How to Avoid Risk and Stay Lean in the 2015 Construction Boom
By Wiss Associate
Historically, the U.S. construction industry trails the economy by about a year. So when the economy tanks, the industry hangs on by finishing existing projects. And when things begin to improve, construction firms lag while investments are made, new projects are green-lighted and contracts are signed.
Today, the economy, from the viewpoint of the construction industry, is 80 to 90 percent back to where it was before the recession. So now it’s time to figure out how to do things differently this time — how to take advantage of an economy that’s rapidly coming into its own without overextending resources when it inevitably cools down again.

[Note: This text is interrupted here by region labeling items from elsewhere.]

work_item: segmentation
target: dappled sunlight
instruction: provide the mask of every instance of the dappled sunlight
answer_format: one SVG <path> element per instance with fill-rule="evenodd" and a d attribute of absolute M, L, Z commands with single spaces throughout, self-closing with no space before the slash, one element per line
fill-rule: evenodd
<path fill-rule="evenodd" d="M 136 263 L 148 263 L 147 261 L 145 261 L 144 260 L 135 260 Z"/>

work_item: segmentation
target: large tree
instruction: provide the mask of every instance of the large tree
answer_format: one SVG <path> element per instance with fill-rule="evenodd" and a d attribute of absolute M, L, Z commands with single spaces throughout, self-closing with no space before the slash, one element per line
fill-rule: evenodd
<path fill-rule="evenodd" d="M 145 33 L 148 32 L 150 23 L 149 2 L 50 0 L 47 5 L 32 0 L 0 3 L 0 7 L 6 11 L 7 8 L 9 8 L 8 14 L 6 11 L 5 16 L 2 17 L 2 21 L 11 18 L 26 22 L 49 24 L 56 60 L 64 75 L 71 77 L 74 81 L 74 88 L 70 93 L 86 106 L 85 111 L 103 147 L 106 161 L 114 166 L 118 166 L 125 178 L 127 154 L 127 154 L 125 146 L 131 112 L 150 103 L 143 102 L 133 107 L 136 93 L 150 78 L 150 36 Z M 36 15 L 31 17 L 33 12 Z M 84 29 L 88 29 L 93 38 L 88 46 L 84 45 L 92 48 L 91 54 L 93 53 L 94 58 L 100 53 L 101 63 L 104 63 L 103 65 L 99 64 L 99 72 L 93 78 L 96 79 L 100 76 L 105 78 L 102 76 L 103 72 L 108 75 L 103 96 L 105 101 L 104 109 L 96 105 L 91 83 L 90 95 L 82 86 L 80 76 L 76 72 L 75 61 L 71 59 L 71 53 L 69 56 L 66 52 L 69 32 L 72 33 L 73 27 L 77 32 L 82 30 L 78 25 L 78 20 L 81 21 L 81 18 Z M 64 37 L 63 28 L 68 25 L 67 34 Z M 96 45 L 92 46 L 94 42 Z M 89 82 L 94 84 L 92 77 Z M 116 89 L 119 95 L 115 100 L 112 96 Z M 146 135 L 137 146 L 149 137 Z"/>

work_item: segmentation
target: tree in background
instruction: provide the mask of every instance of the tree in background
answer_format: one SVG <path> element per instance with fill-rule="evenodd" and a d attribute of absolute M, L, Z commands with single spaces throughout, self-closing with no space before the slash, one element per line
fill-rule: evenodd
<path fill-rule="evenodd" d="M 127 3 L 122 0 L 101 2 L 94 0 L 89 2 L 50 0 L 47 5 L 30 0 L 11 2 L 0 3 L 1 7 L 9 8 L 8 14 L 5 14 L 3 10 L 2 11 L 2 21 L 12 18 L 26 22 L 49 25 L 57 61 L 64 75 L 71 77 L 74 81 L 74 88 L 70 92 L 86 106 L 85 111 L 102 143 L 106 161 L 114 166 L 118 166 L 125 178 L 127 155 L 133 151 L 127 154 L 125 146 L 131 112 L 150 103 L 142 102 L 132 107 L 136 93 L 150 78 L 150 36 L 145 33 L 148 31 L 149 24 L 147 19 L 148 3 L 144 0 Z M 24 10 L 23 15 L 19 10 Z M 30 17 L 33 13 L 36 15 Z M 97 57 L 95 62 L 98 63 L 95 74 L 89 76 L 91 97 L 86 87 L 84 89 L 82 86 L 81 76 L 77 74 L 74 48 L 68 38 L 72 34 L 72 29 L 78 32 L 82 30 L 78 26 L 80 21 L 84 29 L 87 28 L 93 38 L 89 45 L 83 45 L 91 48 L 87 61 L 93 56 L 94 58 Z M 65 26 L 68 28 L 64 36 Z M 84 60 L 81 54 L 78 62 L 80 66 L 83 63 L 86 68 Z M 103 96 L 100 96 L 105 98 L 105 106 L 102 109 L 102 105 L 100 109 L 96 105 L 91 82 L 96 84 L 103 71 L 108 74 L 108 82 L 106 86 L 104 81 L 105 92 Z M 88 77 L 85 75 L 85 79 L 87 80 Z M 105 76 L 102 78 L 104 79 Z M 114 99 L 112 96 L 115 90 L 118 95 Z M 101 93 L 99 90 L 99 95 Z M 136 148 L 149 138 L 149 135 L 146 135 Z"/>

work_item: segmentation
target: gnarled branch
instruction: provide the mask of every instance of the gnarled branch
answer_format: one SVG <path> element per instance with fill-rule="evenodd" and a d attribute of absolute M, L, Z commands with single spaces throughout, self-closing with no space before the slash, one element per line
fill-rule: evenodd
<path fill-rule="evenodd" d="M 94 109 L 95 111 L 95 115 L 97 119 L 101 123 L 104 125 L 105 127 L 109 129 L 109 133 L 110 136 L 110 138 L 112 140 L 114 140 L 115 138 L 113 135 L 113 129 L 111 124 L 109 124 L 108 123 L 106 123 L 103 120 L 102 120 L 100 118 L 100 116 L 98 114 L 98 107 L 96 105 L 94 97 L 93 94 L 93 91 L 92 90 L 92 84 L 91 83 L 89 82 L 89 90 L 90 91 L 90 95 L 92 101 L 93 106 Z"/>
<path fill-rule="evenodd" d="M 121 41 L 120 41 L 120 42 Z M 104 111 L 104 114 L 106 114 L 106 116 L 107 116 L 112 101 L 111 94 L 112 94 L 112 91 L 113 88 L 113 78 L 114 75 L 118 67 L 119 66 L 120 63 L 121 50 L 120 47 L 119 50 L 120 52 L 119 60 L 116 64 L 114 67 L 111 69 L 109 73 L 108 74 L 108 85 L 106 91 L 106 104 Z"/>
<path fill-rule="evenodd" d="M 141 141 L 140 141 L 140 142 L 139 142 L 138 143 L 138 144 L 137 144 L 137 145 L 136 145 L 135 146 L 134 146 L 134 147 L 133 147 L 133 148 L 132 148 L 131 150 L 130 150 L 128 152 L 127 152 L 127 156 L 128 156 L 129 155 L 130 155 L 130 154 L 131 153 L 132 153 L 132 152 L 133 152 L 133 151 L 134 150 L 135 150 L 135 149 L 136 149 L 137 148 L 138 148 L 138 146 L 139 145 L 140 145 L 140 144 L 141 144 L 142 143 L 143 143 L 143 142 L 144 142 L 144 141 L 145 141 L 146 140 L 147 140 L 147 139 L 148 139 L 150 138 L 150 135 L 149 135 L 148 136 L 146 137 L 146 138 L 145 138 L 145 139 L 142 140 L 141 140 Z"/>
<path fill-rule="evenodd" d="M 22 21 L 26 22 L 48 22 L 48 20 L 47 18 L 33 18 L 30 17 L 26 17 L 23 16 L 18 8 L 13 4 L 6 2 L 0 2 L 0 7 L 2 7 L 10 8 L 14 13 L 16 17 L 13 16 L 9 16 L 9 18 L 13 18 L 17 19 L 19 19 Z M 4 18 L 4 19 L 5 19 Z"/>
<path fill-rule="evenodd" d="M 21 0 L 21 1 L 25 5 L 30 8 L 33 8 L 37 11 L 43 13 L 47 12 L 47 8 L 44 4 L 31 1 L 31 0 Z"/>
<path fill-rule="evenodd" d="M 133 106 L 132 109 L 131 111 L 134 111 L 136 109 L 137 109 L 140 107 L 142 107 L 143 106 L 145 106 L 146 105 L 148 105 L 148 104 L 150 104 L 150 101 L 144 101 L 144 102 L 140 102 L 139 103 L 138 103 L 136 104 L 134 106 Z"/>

The boom and bust cycle in construction is as dependable as death and taxes. The challenge is to not overspend during boom times so you have some protection when — not if — things go bust. Here are some tips.
- Prepare forward-looking budgets. When in the heart of a boom cycle, it’s tempting to think that the bubble will never burst. Ever the optimist, you’re positive you have half a dozen huge projects about to go on the books for next year. After all, look at what you’ve accomplished so far this year. Now ask yourself how that budget holds up if those practically assured projects go bad because the economy suddenly sours.
- Ignore the frenzy. Times are good, and your competitors are staffing up and doubling down. You’ll get lost in the dust if you don’t bid on more work and take on more debt. You get caught up in the frenzy and find yourself moving rapidly forward, but you may have to push back. Heed the growing whispers of trusted economists as the bubble continues to inflate. Don’t spend everything. Sock money away for the inevitable harder times, even if you think your company is the only one doing it.
- Invest short term. Explore your options for leasing equipment instead of buying. Short-term leases allow you to walk away much faster when the equipment feels more like anchors than profit-enabling tools. With most labor contracts on larger projects in the Northeast being union/prevailing wage, it’s relatively easy to hold down costs in this area when the economy cools. But can you do the same with your office staff? Hold down fixed costs by hiring less energetically during the good times and consider the use of temp workers wherever possible. This allows you to trim employee costs quickly and painlessly if the situation suddenly requires you to do so.
Best of luck as the economy seems to be finally moving into a period of greater opportunity since 2008. Just remember, don’t take too much advantage of the coming boom times.